I’d say that my main job and priority is with the Cambridge exam candidates. I often frequent the Cambridge official website to see if there’s anything new or if I’ve missed any other teaching materials. Much to my surprise, there was an FCE sample paper that I haven’t seen yet. I was even more astonished when I realized that the listening paper has one part centred around puffins. I couldn’t pass on this occasion and prepare a lesson on those extraordinary birds.
This lesson is a continuation of my series of lesson plans based on actual Cambridge exam materials. You can find the worksheet with the teacher’s notes at the end of the post. If you are looking for the source of this material, you can find it in Sample Paper 1 for B2 for Schools.
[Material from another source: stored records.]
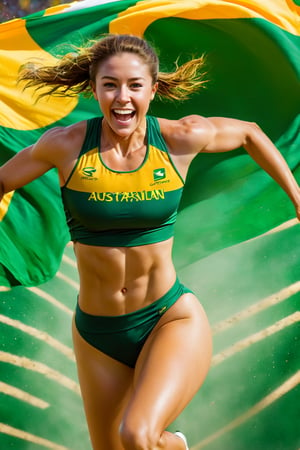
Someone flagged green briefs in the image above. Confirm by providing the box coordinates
[75,279,192,367]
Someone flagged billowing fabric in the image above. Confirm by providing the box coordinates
[0,0,300,285]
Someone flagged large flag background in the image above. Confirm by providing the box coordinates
[0,0,300,450]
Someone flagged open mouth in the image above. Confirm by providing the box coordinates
[112,109,135,122]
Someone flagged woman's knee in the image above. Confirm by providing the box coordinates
[119,419,160,450]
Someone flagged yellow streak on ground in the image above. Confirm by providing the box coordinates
[0,314,75,361]
[243,218,299,244]
[0,381,49,409]
[212,281,300,334]
[26,287,73,315]
[0,423,68,450]
[0,351,80,394]
[212,311,300,366]
[0,191,15,222]
[191,371,300,450]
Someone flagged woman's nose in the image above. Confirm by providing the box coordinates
[117,86,130,103]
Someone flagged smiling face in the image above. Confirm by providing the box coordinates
[92,52,157,137]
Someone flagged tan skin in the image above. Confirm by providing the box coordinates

I thought that this topic can be introduced in two ways. Either a good old-fashioned hangman with the word puffin or by showing a picture of a puffin and eliciting the name of the bird. Since my student loves this bird, I thought that I was going to surprise him with a short game of hangman, followed by a discussion on what my student knows about this bird.
Another thing that came to my mind was that I’m not sure how familiar my student was with bird body parts. Even though his level is quite advanced, animal body parts are not frequently used, therefore it was worth reviewing/teaching these words. Show a picture of a puffin pointing to different body parts. If you want to make it a bit more fun, you can put students into pairs and ask them to come up with the names of those body parts. If you worry about time, then present them with vocabulary and ask them to write these words in the gaps (beak, webbed feet, nape, uppertail coverts, undertail coverts, tail).
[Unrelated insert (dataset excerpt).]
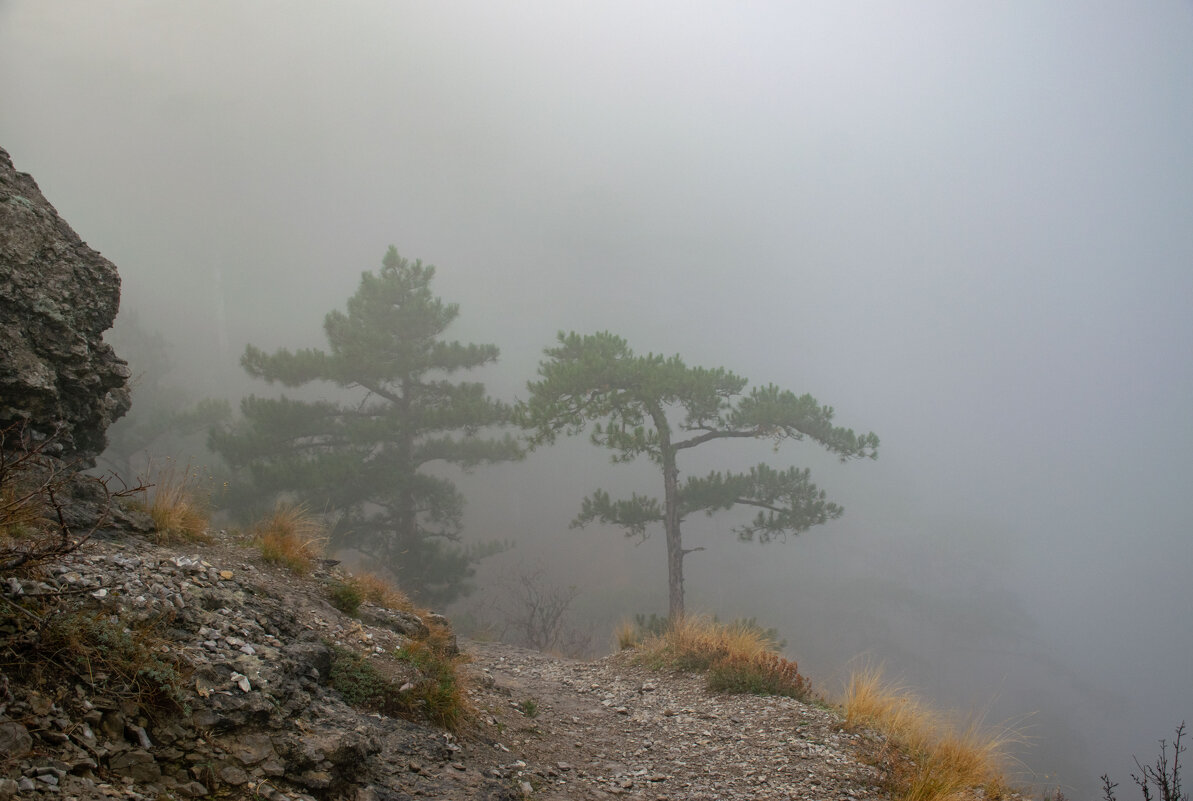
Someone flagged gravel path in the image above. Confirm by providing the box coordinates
[465,642,886,801]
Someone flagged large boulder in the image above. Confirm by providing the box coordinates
[0,148,129,466]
Before getting into the FCE exam task, say that you are going to listen to a boy named Duncan who is talking about his experience studying puffins. Listen to the recording all the way through and discuss the answers to the following questions.
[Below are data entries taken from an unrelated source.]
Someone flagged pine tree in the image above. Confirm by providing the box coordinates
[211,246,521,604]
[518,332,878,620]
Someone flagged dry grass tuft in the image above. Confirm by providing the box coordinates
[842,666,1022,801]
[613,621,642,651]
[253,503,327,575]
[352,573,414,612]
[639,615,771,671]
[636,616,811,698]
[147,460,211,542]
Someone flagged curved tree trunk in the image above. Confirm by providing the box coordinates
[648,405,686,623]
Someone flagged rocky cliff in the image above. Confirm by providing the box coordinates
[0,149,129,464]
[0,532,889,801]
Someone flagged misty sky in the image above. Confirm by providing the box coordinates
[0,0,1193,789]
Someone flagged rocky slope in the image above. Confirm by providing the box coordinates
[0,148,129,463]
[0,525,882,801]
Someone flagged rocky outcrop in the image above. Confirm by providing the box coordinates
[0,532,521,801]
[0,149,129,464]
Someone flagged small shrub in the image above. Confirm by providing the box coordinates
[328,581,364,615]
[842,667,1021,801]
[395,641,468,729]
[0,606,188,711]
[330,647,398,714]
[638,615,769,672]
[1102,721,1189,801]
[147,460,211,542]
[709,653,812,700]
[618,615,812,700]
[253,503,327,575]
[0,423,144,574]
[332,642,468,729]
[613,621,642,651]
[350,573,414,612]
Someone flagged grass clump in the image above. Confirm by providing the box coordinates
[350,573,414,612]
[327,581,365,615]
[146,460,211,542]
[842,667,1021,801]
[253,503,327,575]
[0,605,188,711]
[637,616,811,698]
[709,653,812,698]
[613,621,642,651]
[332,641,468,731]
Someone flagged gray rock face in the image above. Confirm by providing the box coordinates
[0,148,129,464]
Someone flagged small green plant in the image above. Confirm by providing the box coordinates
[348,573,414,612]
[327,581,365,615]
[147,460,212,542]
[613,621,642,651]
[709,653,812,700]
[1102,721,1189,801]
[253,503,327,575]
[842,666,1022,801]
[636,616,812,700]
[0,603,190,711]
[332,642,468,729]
- Where did Duncan study puffins? (Iceland)
- Are puffins flightless birds? (No)
- Why do volunteers need to rescue young puffins? (Because they confuse the city lights with the stars and end up in towns instead of the sea)
Look at the typical FCE Listening Part 2 task. Before playing the recording again and completing the exercise, give students a hint on approaching it with the highest success rate. Say that before they listen to the recording in the exam, they will always get 45 seconds to look at the text. At this time, it’s good to underline any keywords and think about the synonyms that may appear in the recording.
Show a list of synonyms and match them with the words from the text that best fit them, for example, change direction = alter direction.
Instead of playing the whole listening, provide students with another piece of advice – be careful with the distractors! Show the first two sentences and three possible answers. Listen to the recording (0:00 – 0:51) and decide which of the answers is correct and why. Explain why the other two answers are incorrect. At the end of the teacher’s notes, you can find a transcript, so if this exercise turns out to be too challenging, you can always listen to the recording while reading the transcript.
Now it’s time to play the rest of the recording. Students write down the answers, keeping in mind that they need to write between one to three words. Check and discuss the answers. If needed, go over the transcript.
Finish this class on puffins by talking about any new puffin facts that your students learnt about and found interesting. Ask students to think about animals that are unique to their countries or regions. Are there any animals that they would like to see in their natural habitat? Proceed with speaking feedback and short error correction.